In the spring of 2019, Lauren Hummel (SEAS ‘20) and a few friends joined forces to create Women in MEAM (WiM), a group dedicated to fostering a sense of community and engagement among the female members of Penn’s Mechanical Engineering and Applied Mechanics department. 

“There’s times when, as a woman in a male–dominated field, you feel looked over or tread on. I’ve had that experience. Almost anybody who’s been in a STEM field has had that experience,” she remarks. The mechanical engineer hopes that through WiM, female engineering students can gain the precious opportunity to commiserate about their struggles to an audience that understands: “We’re just trying to be heard, same as everybody else.”

Lauren feels an abundance of love and appreciation for the other members of WiM. “All of us are super dope,” the Philadelphia resident proclaims. “Avery climbs and goes to national parks all over, Lucy is also an artist, Lauren Glenn goes hiking all the time and she’s going to RISD for design doing amazing things.” Dustyn Roberts, a new MEAM lecturer, also gets a shout–out in the SEAS graduate’s female engineering wall of fame: “She’s one of the few women in the mechanical engineering faculty. … She started her own company, she’s worked for start–ups, she’s worked for big companies, she’s now teaching.”

 Photo Courtesy of Lauren Hummel 


In the class of 2020, Lauren's graduating class, only 24% of MEAM undergraduates were female. “We couldn’t even get a whole quarter!” she exclaims. 

The passionate engineer explains that this massive gender disparity in engineering starts extremely early as “a lot of young girls are pushed out of science and math since those are ‘boy subjects.'" She attributes this 'pushing' in large part to the lack of opportunities to explore the STEM field and disproportionate encouragement by teachers in early schooling.

She points to the origins of her love for mechanical engineering as an example. In her sophomore year of high school, she joined the robotics team where she was one of two girls. 

"It was me, my friend Michelle, and this smattering of like fifteen other guys,” she reflects.

Entering this unfamiliar landscape of robotics jargon and tools and machines, she spent the first few days completely lost. With the help of her teammates, she quickly learned how to navigate the world of robotics and even earned the opportunity to be the driver of the team’s robot, much to her surprise and delight. Seeing hours of her work pay off when the robot entered the competition arena to fight its competitors made an enormous impression on Lauren. 

“The robot began as a box of wheels and nets and aluminum, and we transformed it into this thing that’s actually competing and doing things. I was like, ‘I love this. This is what I’m going to do in life, I’m going to do this forever!’”

 Photo Courtesy of Lauren Hummel 


The rest is history. For Christmas, the roboticist’s family gifted her a pair of calipers (a tool used to measure object dimensions), because that’s what she really wanted. On weekdays, she often stayed at school until 9 p.m., just to work on the robot. Engineering was her complete and utter passion—and then she came to Penn.

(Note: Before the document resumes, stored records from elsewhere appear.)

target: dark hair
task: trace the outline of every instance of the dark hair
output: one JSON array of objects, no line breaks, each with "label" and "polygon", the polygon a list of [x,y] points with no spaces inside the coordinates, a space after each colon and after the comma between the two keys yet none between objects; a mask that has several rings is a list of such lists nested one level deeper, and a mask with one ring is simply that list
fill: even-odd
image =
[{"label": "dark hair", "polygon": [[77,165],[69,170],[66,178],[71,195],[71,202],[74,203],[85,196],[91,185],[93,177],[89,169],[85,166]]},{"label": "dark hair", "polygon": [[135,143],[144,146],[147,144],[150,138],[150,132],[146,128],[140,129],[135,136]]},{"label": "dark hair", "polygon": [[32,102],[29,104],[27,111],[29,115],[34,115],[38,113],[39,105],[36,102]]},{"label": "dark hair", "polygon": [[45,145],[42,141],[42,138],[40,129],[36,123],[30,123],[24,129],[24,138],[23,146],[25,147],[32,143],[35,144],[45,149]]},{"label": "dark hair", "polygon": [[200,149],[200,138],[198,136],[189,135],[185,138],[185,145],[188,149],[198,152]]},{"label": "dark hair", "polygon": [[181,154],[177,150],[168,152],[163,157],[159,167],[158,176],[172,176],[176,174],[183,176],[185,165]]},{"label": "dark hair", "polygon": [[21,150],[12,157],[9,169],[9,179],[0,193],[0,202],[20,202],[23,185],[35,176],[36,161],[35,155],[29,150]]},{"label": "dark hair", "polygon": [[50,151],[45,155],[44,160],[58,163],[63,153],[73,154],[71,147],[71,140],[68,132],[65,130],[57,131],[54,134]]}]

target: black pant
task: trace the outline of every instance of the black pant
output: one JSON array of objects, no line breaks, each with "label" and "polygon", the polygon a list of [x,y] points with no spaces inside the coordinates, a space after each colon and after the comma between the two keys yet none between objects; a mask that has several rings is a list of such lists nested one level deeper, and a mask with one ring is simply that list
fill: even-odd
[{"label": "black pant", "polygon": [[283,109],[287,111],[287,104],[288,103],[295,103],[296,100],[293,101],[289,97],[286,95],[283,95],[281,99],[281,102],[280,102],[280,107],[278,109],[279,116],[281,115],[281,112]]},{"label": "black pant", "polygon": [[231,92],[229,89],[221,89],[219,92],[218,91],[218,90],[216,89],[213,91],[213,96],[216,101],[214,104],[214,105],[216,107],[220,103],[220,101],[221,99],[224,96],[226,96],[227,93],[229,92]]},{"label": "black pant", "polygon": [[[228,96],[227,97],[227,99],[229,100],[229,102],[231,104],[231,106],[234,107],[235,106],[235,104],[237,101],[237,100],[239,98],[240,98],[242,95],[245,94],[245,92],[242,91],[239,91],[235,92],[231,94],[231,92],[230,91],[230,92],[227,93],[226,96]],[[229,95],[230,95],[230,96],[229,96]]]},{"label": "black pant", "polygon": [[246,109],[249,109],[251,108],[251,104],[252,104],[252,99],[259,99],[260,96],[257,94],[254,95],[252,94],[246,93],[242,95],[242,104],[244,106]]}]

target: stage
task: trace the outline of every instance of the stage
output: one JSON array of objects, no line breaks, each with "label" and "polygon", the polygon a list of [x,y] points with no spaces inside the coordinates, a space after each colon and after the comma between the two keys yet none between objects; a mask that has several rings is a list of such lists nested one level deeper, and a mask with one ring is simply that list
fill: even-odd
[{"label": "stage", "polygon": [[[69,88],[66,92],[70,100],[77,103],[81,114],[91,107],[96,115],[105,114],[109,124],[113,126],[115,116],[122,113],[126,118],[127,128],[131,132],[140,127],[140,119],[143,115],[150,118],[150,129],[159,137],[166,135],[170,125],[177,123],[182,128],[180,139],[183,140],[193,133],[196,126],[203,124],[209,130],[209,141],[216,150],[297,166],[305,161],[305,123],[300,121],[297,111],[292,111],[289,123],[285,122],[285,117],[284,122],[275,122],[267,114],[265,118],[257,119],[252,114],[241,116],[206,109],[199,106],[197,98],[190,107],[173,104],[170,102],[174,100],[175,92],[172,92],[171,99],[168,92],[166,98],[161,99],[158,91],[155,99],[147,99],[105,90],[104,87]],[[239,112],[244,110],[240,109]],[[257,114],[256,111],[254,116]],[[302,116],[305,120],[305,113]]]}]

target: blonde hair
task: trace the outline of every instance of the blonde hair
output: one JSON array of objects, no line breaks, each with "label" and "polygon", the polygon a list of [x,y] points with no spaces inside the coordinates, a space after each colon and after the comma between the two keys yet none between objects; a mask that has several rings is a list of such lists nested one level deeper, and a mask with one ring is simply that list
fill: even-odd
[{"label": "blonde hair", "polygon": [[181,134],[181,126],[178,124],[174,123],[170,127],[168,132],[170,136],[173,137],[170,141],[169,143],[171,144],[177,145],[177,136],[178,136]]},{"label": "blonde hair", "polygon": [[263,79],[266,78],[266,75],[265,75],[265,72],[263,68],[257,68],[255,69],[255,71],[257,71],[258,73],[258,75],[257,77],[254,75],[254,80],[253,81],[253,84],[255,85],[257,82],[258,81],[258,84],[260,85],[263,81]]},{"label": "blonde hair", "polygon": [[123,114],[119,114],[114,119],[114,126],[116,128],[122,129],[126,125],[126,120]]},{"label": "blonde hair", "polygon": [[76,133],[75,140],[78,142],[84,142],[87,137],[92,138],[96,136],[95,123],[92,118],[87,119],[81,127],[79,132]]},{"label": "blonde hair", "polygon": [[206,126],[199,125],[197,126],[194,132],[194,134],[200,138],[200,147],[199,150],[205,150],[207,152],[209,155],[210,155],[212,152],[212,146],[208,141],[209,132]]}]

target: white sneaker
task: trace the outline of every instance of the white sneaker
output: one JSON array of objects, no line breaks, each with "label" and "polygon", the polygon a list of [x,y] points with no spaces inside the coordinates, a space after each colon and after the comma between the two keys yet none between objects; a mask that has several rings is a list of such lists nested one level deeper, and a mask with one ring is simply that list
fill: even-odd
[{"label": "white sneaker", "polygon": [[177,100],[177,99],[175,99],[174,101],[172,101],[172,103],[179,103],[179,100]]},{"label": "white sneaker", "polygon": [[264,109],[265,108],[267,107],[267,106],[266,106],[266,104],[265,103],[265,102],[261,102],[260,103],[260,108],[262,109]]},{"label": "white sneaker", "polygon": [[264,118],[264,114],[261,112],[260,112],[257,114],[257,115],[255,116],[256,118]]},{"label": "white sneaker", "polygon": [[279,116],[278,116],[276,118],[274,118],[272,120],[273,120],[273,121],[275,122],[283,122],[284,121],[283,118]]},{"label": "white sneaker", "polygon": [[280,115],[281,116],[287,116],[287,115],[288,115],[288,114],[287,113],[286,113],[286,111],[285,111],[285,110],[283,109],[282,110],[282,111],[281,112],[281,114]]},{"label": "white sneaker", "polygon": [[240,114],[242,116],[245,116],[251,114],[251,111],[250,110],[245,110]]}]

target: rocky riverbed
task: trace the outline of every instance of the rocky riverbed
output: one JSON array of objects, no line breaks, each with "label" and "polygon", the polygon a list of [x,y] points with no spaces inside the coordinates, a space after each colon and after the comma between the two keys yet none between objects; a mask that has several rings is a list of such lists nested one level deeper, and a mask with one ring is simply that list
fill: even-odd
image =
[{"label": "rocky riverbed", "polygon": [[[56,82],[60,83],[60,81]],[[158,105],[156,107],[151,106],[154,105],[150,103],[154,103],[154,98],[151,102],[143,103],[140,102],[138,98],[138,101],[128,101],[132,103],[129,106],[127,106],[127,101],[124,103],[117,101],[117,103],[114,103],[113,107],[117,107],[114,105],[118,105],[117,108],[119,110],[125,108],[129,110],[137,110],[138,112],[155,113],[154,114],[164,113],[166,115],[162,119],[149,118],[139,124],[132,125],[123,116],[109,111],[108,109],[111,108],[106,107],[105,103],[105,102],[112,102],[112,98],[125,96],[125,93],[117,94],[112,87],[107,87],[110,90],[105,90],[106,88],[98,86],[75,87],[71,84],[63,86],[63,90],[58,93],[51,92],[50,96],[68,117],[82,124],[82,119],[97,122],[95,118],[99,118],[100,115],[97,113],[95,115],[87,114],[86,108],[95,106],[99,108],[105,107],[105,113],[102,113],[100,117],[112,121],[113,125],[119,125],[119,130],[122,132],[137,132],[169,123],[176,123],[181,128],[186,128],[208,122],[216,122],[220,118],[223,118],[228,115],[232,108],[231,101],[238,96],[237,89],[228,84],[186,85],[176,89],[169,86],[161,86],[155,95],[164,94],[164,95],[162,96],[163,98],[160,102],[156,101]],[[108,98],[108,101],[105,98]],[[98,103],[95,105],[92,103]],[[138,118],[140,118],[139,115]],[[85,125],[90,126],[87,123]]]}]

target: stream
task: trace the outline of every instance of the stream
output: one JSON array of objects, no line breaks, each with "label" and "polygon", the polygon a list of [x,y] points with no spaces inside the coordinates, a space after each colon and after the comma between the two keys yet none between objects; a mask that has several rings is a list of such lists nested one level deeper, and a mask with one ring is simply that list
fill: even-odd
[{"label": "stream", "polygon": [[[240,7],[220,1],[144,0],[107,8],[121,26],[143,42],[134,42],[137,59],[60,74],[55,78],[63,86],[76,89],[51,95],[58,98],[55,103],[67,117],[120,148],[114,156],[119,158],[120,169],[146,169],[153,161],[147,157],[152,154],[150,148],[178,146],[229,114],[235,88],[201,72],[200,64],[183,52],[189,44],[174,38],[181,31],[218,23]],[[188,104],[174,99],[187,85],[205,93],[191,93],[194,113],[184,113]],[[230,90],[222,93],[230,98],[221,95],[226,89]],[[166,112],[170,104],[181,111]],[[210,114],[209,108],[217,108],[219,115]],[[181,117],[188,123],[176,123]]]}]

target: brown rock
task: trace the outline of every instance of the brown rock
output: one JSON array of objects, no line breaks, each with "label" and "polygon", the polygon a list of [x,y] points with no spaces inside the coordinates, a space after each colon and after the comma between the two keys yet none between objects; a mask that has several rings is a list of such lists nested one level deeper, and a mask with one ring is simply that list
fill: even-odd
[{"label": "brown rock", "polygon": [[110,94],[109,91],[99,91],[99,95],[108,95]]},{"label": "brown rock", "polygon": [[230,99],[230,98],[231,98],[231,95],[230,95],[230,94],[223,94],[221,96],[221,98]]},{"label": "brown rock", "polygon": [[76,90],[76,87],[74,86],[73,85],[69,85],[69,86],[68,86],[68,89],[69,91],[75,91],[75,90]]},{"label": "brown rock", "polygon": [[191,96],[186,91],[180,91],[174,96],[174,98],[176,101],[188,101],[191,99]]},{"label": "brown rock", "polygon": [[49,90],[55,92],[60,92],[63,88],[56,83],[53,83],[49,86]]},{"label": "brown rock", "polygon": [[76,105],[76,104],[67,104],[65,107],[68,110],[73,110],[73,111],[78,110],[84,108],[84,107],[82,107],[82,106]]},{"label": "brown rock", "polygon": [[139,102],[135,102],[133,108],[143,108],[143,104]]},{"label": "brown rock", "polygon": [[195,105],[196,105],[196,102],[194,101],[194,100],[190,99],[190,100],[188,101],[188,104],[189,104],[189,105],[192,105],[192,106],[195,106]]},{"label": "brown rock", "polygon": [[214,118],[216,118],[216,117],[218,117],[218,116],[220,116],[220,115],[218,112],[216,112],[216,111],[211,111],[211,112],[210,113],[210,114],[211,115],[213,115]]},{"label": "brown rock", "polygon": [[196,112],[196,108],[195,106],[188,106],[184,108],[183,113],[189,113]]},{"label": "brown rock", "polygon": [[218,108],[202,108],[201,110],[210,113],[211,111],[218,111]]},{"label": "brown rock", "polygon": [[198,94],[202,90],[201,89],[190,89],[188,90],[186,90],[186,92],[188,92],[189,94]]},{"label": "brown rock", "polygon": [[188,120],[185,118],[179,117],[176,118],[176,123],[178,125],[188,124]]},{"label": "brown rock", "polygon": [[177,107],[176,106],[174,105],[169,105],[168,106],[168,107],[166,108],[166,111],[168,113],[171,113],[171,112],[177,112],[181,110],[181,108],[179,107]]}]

In college, Lauren struggled to find her place: “My advisor told me, ‘You’re not doing too hot. Maybe engineering isn’t for you, have you considered something else?’ This was my freshman year, my first semester, and I was gutted that he was encouraging me to consider doing something else.” 

But Lauren persevered. She found a new advisor and kept working. When sophomore year rolled around, she began to take MEAM classes with hands–on labs and reignited her passion for the field.

The rest of her time at Penn, she describes as the typical engineering student experience: “We tried some things, dabbled in some things, did some random side projects, and CAD like crazy maniacs.” When the senior design project came around, Lauren teamed up with her closest friends to build a roof inspection robot.  

 Photo Courtesy of Lauren Hummel 


After graduating in May, Lauren has spent the last few months with her family in Philadelphia, waiting to start her new job with the U.S. Navy. In the meantime, she’s practiced her hand at the art of baking in quarantine. “I literally have baked five loaves of bread in the past week,” she laughs. “Baking is a very precise art, it’s very specific and measured like mechanical engineering—striving for some type of near perfection. You start with a recipe on a piece of paper and then it’s a loaf of bread or a batch of cookies or a cake.”

The process of creation is captivating. “With mechanical, it’s hands–on like, ‘Build this thing, take it from an idea on a sketchpad to a 3D drawing to a physical object I can touch and hold.’ That follow–through, from idea conception to full realization—that’s what did it for me.” 

The avid baker makes a strong case for the creativity and magnificence of  mechanical engineering. Nevertheless, she acknowledges that “a lot of people generally leave mechanical engineering after they come to Penn. If it takes a network of people who want to spend time with you and share their stories with you [to get you to stay], that’s incredible and I hope that’s what Women in MEAM can do.” 

Lauren wants all women in engineering, regardless of their level of expertise, to know that they have a place to go. “I don’t think I’ve met any woman in STEM that has not wanted to help other women, and I think that shows something. Women in the community want other women to thrive and succeed. They're paving the way, and we are given room to follow them and start our own paths off of theirs.”